Well yes, but this really shouldn't be a problem for this usage.  It just means 
there's no guarantee that you can always do a send/receive between different 
versions of Solaris (although most of the time you'll be ok), but there's 
nothing stopping you doing a send/receive to an external device.  It will never 
be a problem in this situation because you're doing the send/receive on the 
same system, so you can't be running two clashing versions.

The absolute worst case scenario I can think of is that you might have to keep 
the external device's zfs pool running the same version of zfs as your live 
pool.  I really don't see this being a problem for you.

> From the thread I linked to in my original post, it
> was pointed out that there is no error
> checking or checksum info in the file blobs of the
>  stream.

No, there's no error checking while *sending* the stream.  However, ZFS checks 
as it's receiving it, so provided you are receiving this into a live zfs pool 
this isn't a concern.

The checksum issue is only a problem if you're storing the zfs send as a binary 
blob.  Receiving it into a proper zfs pool is fine.

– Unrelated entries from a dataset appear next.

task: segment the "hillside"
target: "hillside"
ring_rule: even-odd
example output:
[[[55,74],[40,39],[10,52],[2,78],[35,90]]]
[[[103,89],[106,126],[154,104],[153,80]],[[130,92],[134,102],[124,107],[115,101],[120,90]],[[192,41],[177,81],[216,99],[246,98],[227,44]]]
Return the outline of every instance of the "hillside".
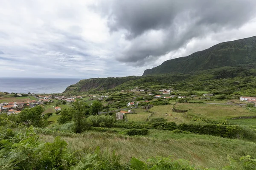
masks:
[[[256,36],[220,43],[188,56],[164,62],[144,71],[143,76],[172,73],[189,73],[224,66],[256,65]]]
[[[83,79],[67,88],[64,93],[102,91],[114,88],[125,82],[135,80],[140,77],[128,76],[124,77],[93,78]]]

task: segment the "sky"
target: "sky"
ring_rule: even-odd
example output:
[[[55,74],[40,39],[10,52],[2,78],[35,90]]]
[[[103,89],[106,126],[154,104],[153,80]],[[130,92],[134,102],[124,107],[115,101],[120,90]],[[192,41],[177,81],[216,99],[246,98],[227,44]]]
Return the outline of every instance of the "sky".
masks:
[[[254,36],[255,0],[1,0],[0,76],[141,76]]]

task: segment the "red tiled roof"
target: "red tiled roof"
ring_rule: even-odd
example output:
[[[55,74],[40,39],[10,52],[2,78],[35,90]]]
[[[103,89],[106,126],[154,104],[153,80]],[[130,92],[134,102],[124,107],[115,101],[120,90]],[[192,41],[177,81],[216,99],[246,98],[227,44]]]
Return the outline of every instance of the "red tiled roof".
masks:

It's not quite so flexible as mirroring in that you can't do this as 
incrementally as mirrors (ie you can't restart the operation), for each stream 
it's all or nothing.  However, after the initial synchronisation you'll be 
sending incremental snapshots so there shouldn't be too much data to send.  And 
that ties in perfectly with time slider's automatic snapshots.

I would also hope that zfs send/receive might improve in the future to allow 
for resuming sends since this seems a relatively common request.

> > However the MAJOR disadvantage of using mirroring
> > though is that the 
> > backup disk needs to be at least as large as the
> > normal rpool disk (and 
> > will only be used to the exact size - resulting in
> > wastage).  Rather 
> > than when using zfs send/recv where the backup
> disk
> > only needs to be big 
> > enough to hold the data stored on the rpool.
> > 
> 
> This is true, but consumer level storage is soooo
> cheap nowadays.
> One company has even turned it into a excuse to sell
> external storage
> devices. I think they're named after some kind of
> fruit or something :)

Maybe, but being able to store *years* worth of snapshots on your external 
media, even if you only have space for a few months worth on your live system 
is a big plus.

Also, there's no need to keep just one external backup drive.  You could just 
as easily send to two of them.  Or even buy a 500GB drive and synchronise all 
your snapshots to that for a year, then buy another one when it's full and 
start sending the next lot of snapshots.

There's potential to keep far, far more data this way, in a much more flexible 
way.  And thinking about it, I think it ties in perfectly with time slider.  
You could have a second set of options for how long you want to keep snapshots 
on your external devices.

You could even have those options configurable per device.  So you could have a 
200GB backup device that you just keep your recent data on, and a 1TB one that 
you use occasionally but store years worth of snapshots on.

By running a script as the devices are plugged in, you could check the pools to 
synchronise and the last snapshot received.  From there you could look at the 
local rules and decide which new snapshots need sending over to bring the 
device up to date.

It also means you can show status more easily, without any of the confusion 
mirrors would cause in zpool status.